Rotation values indicate clockwise degrees required to make text upright: `0` (no rotation), `90`, `180`, or `270`.


## Key Implementation Files

Understanding the OSD architecture requires referencing these specific files in the `tesseract-ocr/tesseract` repository:

- **[`include/tesseract/publictypes.h`](https://github.com/tesseract-ocr/tesseract/blob/main/include/tesseract/publictypes.h)** — Defines `PageSegMode` enum, `PSM_OSD_ONLY`, `PSM_AUTO_OSD`, and `PSM_OSD_ENABLED` logic.
- **[`include/tesseract/osdetect.h`](https://github.com/tesseract-ocr/tesseract/blob/main/include/tesseract/osdetect.h)** — Declares `OrientationDetector`, `ScriptDetector`, and `OSResults` classes that perform the statistical analysis.
- **[`src/api/baseapi.cpp`](https://github.com/tesseract-ocr/tesseract/blob/main/src/api/baseapi.cpp)** — Implements `DetectOS`, `DetectOrientationScript`, and `GetOsdText`, connecting the low-level detectors to the public API (approximately lines 1540–1580 and 1640–1680).
- **[`include/tesseract/capi.h`](https://github.com/tesseract-ocr/tesseract/blob/main/include/tesseract/capi.h)** — Exposes C-compatible functions including `TessBaseAPISetPageSegMode` and `TessBaseAPIDetectOrientationScript`.
- **`unittest/osd_test.cc`** — Contains regression tests verifying OSD accuracy across multiple scripts and rotation angles.

Note that OSD operates on the **legacy OCR engine** (as implemented in [`baseapi.cpp`](https://github.com/tesseract-ocr/tesseract/blob/main/baseapi.cpp) around line 1560), not the LSTM neural network.


## Summary

- **OSD** determines text rotation (0°/90°/180°/270°) and writing system without performing character recognition.
- Enable via **`PSM_OSD_ONLY`** (mode 0) for detection only, or **`PSM_AUTO_OSD`** (mode 1) to combine with layout analysis.
- The C++ API uses **`SetPageSegMode`** followed by **`GetOsdText`** or **`DetectOrientationScript`**.
- The C API provides **`TessBaseAPISetPageSegMode`** and **`TessBaseAPIGetOsdText`** in [`capi.h`](https://github.com/tesseract-ocr/tesseract/blob/main/capi.h).
- OSD requires only **`osd.traineddata`**, not full language models, and runs on the legacy engine.


## Frequently Asked Questions

### What is the difference between PSM_OSD_ONLY and PSM_AUTO_OSD?

**PSM_OSD_ONLY** (value 0) runs exclusively the orientation and script detection pipeline, returning only rotation and script metadata without recognizing text. **PSM_AUTO_OSD** (value 1) performs automatic page layout analysis and OSD, then continues with full OCR on the detected text regions.

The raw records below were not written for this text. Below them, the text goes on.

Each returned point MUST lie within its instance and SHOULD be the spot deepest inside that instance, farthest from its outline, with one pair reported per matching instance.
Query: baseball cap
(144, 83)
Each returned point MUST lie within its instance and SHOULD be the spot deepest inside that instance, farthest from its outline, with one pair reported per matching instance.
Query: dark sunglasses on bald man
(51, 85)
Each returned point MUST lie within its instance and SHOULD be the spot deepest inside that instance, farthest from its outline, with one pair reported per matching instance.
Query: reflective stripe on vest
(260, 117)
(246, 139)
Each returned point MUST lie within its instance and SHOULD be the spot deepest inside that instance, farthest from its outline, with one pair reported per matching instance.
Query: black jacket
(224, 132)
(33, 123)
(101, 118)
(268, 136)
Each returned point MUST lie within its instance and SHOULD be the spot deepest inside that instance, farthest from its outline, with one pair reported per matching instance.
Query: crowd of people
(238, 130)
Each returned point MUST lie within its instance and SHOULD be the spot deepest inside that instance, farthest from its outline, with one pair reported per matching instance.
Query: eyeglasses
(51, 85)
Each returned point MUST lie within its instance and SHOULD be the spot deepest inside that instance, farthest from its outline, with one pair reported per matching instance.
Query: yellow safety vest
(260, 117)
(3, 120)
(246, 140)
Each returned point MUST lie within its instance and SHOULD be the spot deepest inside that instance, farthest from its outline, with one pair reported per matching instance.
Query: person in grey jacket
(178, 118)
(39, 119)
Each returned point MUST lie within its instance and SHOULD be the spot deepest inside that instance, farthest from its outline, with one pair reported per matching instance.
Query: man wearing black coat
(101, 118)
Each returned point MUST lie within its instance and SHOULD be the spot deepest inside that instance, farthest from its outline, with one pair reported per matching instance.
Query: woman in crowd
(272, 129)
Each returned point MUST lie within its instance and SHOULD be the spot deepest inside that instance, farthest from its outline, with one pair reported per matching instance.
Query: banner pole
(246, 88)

Both modes trigger the `DetectOS` pipeline in [`baseapi.cpp`](https://github.com/tesseract-ocr/tesseract/blob/main/baseapi.cpp).

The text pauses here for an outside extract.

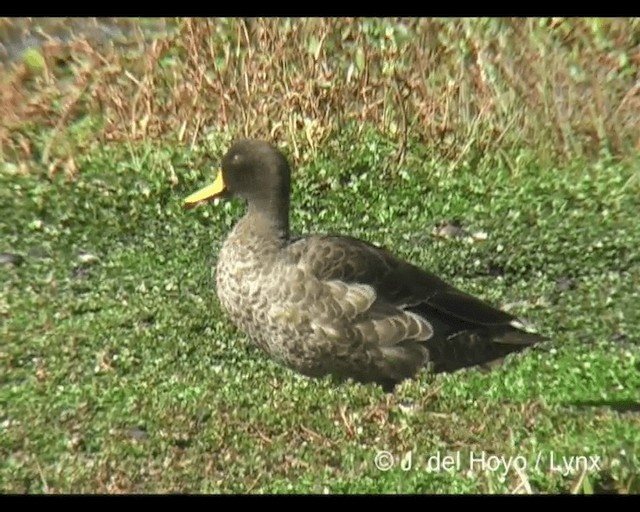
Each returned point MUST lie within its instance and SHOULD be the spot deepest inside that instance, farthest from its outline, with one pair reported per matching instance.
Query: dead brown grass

### Does OSD require a specific trained data file?

Yes. While you must initialize Tesseract with a language (e.g., "eng" or "osd"), the `osd.traineddata` file contains the statistical models for script identification and rotation detection. Most language packs include this data, but standalone OSD usage requires at least the OSD model available in your `TESSDATA_PREFIX` directory.

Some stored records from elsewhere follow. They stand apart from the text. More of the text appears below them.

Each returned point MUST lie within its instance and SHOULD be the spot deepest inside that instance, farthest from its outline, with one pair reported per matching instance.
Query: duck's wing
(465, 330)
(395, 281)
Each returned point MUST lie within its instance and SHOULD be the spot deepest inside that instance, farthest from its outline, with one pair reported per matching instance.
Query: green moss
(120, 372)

### Which Tesseract engine does OSD use?

OSD runs on the **legacy OCR engine** as implemented in [`src/api/baseapi.cpp`](https://github.com/tesseract-ocr/tesseract/blob/main/src/api/baseapi.cpp), not the LSTM neural network. The detection relies on blob-based statistical analysis rather than deep learning recognition, making it lightweight but dependent on the legacy engine's page layout analysis.

### How do I interpret the confidence scores from OSD?

The **orientation confidence** (`orient_conf`) and **script confidence** (`script_conf`) values represent relative statistical certainty derived from the scoring accumulators in `OSResults`. Higher values indicate stronger evidence, but these scores are not probabilities (0–1); they represent internal confidence metrics used to select the best candidate from the four possible orientations and available scripts.